Ex-police chief Hanefi Avcı acquitted of terrorism charges

ISTANBUL
Ex-police chief Hanefi Avcı acquitted of terrorism charges A criminal high court in Istanbul on May 17 acquitted former police chief Hanefi Avcı of charges of supporting a terror organization.  

Avcı had in 2013 been sentenced to 15 years in jail for allegedly helping the armed Revolutionary Headquarters terrorist group, attempting to influence the judiciary, and violating confidentiality.
        
However, in 2014 the Ankara Court of Cassation reversed his conviction and he was released pending a further trial.        

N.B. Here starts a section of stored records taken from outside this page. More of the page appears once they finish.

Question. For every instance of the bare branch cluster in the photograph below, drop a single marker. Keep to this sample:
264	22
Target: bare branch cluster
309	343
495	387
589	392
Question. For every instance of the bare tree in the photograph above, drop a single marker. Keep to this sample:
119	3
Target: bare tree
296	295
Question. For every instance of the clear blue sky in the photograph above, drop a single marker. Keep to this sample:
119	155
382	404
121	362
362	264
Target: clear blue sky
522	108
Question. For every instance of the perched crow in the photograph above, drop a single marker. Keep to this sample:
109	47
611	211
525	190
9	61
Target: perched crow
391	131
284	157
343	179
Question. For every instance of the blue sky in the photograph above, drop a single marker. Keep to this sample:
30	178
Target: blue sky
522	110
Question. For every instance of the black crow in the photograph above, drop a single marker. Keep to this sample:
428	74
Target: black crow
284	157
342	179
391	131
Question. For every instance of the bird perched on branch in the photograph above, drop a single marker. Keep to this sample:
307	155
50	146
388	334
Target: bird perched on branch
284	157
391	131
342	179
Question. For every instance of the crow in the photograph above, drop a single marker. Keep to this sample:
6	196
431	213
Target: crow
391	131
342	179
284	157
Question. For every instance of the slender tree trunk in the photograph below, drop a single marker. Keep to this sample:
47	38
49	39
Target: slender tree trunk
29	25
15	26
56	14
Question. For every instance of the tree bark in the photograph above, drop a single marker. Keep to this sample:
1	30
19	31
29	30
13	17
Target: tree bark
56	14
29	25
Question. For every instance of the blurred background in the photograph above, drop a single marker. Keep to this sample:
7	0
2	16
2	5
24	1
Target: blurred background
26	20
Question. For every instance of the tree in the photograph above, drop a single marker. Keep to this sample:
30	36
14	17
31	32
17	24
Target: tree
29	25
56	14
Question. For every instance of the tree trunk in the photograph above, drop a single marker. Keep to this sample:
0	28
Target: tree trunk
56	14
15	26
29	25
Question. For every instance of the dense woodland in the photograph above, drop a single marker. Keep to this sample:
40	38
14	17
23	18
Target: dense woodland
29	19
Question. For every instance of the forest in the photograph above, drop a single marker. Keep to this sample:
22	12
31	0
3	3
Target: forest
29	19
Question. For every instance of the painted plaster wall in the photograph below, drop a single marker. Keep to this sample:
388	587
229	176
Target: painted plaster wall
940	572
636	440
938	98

An Istanbul court also acquitted Avcı last month over alleged involvement in a plot to topple the government through the news website OdaTV. The court on April 12 ordered the acquittal of 13 suspects, including journalists and writers, charged with membership of the Ergenekon organization in the OdaTV case. 

The acquittals come six years after the opening of the case, widely thought to have been the work of prosecutors linked to U.S.-based Islamic preacher Fethullah Gülen.

In the tenth hearing of the case, the Istanbul 18th court of serious crimes board unanimously acquitted the suspects including Avcı and journalists Ahmet Şık, Nedim Şener, Soner Yalçın and Yalçın Küçük based on their pleas, expert reports, witness statements and the wider context of the file.

The OdaTV case was initiated in 2011 after police teams raided the suspects’ addresses, and came at a time when all suspects had been making broadcasts and writing articles criticizing the Ergenekon trials, which saw the arrest of over 200 suspects in a decade-old legal battle over allegations that they were aiming to overthrow the Turkish government. The suspects in the Ergenekon case were charged with membership of an illegal organization, trying to create an environment of chaos, inciting people to hostility and hatred, obtaining and revealing secret documents, attempting to influence a fair trial, and illegally recording personal data.